6.2.1 Submission Information Package (SIP)

6.2.1.1 The SIP is an Information Package that is delivered to the repository and digital storage system for ingest. The SIP includes the audio data to be stored and all the necessary related metadata about the object and its content. Ingest, in the OAIS model, is the process that accepts the content and all its related metadata (SIP), verifies the file, extracts the relevant data and prepares the AIP for storage, and ensures that AIPs and their supporting Descriptive Information become established within the OAIS.

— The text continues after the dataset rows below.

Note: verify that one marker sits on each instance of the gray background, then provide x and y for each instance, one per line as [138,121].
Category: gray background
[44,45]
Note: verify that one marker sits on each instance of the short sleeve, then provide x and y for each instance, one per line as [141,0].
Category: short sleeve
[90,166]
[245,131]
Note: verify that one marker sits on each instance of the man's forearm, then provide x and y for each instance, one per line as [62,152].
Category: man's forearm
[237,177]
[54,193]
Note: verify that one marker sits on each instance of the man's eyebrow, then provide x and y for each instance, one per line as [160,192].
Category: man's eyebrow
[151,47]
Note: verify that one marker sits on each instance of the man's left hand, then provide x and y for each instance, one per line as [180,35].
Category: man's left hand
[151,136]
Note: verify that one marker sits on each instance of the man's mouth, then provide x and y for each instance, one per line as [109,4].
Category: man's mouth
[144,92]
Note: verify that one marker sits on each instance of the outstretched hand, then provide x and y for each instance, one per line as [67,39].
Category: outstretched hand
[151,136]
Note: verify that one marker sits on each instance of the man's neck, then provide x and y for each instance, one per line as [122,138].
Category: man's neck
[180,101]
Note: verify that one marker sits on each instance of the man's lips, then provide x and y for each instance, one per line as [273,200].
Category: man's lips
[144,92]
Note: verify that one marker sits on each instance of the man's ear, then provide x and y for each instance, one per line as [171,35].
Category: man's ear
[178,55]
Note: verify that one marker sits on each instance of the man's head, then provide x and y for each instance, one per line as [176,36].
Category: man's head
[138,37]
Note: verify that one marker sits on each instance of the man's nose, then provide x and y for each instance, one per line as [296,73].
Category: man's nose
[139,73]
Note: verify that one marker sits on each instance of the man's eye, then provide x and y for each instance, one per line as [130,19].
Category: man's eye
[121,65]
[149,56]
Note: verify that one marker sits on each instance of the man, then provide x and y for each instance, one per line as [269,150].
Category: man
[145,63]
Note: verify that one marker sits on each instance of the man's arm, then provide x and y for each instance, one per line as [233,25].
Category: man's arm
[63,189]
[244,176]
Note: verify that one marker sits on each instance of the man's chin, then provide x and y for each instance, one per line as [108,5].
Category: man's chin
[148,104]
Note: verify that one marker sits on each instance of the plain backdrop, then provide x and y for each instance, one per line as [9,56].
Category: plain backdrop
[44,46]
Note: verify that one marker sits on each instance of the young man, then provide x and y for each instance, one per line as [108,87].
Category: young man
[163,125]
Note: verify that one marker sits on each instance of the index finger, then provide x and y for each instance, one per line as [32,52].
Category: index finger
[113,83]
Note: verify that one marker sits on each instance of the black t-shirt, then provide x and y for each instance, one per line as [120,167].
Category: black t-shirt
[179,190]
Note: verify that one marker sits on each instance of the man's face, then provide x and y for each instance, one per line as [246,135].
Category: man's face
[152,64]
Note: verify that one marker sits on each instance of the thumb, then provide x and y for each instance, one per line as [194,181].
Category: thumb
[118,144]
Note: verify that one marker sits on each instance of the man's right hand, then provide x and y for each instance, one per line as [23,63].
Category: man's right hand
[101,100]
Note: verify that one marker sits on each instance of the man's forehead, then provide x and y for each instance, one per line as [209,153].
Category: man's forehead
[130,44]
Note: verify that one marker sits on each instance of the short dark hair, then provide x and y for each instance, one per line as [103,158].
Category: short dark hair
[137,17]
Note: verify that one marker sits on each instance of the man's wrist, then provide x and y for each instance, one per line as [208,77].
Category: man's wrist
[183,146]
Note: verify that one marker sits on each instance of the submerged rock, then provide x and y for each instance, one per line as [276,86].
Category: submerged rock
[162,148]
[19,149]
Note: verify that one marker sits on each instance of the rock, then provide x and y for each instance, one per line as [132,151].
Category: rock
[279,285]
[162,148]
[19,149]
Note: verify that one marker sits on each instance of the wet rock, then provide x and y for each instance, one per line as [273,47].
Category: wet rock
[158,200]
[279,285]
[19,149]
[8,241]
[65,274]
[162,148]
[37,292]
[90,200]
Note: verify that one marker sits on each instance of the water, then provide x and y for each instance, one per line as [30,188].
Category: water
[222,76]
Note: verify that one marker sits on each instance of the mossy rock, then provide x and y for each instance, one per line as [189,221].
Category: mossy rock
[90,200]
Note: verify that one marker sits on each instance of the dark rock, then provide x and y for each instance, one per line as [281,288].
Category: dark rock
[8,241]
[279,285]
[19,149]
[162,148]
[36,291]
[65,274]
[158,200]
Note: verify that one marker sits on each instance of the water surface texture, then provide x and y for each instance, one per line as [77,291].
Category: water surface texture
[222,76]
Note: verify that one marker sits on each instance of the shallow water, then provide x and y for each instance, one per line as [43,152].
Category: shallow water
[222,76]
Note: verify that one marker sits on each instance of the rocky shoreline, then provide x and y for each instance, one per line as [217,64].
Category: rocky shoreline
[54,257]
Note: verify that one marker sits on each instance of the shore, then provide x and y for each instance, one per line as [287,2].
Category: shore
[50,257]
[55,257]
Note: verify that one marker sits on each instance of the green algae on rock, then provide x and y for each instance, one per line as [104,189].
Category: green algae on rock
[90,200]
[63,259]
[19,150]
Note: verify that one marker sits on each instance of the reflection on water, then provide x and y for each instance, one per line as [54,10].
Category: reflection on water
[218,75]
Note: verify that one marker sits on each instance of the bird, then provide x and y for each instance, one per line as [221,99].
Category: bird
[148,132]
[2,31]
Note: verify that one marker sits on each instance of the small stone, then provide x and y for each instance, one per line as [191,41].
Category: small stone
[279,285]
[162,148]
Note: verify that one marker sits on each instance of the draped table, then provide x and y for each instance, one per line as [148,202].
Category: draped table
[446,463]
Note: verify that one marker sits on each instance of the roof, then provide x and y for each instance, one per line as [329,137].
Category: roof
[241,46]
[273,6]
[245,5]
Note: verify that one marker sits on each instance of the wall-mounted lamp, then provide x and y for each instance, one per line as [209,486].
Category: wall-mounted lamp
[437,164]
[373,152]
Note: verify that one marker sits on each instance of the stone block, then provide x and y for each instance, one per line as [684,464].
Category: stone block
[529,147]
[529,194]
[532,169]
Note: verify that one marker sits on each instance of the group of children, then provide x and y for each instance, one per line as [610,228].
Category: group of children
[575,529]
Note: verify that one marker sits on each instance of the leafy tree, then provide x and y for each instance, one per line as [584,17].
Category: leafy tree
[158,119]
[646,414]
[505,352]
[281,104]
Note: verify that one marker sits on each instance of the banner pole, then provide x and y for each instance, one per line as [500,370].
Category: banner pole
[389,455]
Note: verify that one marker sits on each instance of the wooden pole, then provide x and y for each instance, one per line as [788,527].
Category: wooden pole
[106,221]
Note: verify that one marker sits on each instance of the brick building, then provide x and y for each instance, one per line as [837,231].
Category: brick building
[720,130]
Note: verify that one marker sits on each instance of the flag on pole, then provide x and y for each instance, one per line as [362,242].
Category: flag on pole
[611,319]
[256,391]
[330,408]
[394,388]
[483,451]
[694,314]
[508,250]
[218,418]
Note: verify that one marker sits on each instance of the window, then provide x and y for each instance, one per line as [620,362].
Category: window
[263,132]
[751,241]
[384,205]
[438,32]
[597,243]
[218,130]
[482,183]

6.2.1.2 A digital repository and preservation system should be able to accept and validate an audio file. Validation is a process that ensures that the files which are being accepted into the digital storage system comply with the standards. Non standard files may become difficult to use in the future when current replay systems no longer exist. Tools exist for automated validation of file formats, and some open source solutions, like JHOVE (JSTOR/Harvard Object Validation Environment), are available and being further developed.

6.2.2 Format

6.2.2.1  IASA recommends the use of .wav or preferably BWF .wav files [EBU tech 3285]. The difference between the two is that the BWF contains a set of headers which can be used to organise and manage metadata. Though BWF metadata is adequate for many purposes, in some sophisticated systems and exchange situations a more comprehensive package is required, and in these circumstances Metadata Encoding and Transmission Standard (METS) is often used. The METS schema is a standard for encoding descriptive, administrative, and structural metadata regarding objects within a digital library, expressed using XML (eXtensible Markup Language). A METS package, which consists of metadata and content, is often used as an exchange standard between digital archives.

6.2.2.2  Material eXchange Format (MXF) is a container format for professional digital video and audio media defined by a set of SMPTE standards. MXF has been mostly taken up by the video archiving community, though it is capable of managing audio. Like METS, it is primarily a set of metadata which “wraps” the content, in this case, audio. Both these are very useful formats in the exchange and management of content and information between archives and repositories.

6.2.2.3  The format of the SIP will depend on the system and the size and sophistication of the enterprise. It is quite possible to establish a viable archive using .wav files and manually entering most of the necessary metadata into the system by hand, and acquiring the necessary technical metadata at the ingest stage. This however, would only be appropriate for the smallest of collections. Large collections with remote and separate digitisation processes and large quantities of material must build sophisticated ingest and data exchange systems to ensure the content is adequately ingested into the data storage systems. Production and verification software generates much of this data as standardised XML-files that may be used for preservation purposes. The National Library of New Zealand Metadata Extractor tool, for example, is a Java-based tool that extracts preservation metadata from digital objects and outputs that metadata in a standard format (XML).

6.2.3 Preservation Metadata

6.2.3.1 The metadata needed to manage preservation processes at the ingest stage is all the information regarding the creation of the digital audio object and the changes to format that have occurred prior to ingest. In this way the technical provenance of the object is preserved, which allows a pathway between the present form of the item and original from which it was created to be traced.

6.2.3.2 BWF has a non-compulsory recommendation for BWF entitled “Format for CodingHistory field in Broadcast Wave Format” http://www.ebu.ch/CMSimages/en/tec_text_r98-1999_tcm6-4709.pdf which describes how changes to the file may be described. Local usage of the ASCII free text field allows the description of the technical equipment or software that was used in the creation of the digital audio object.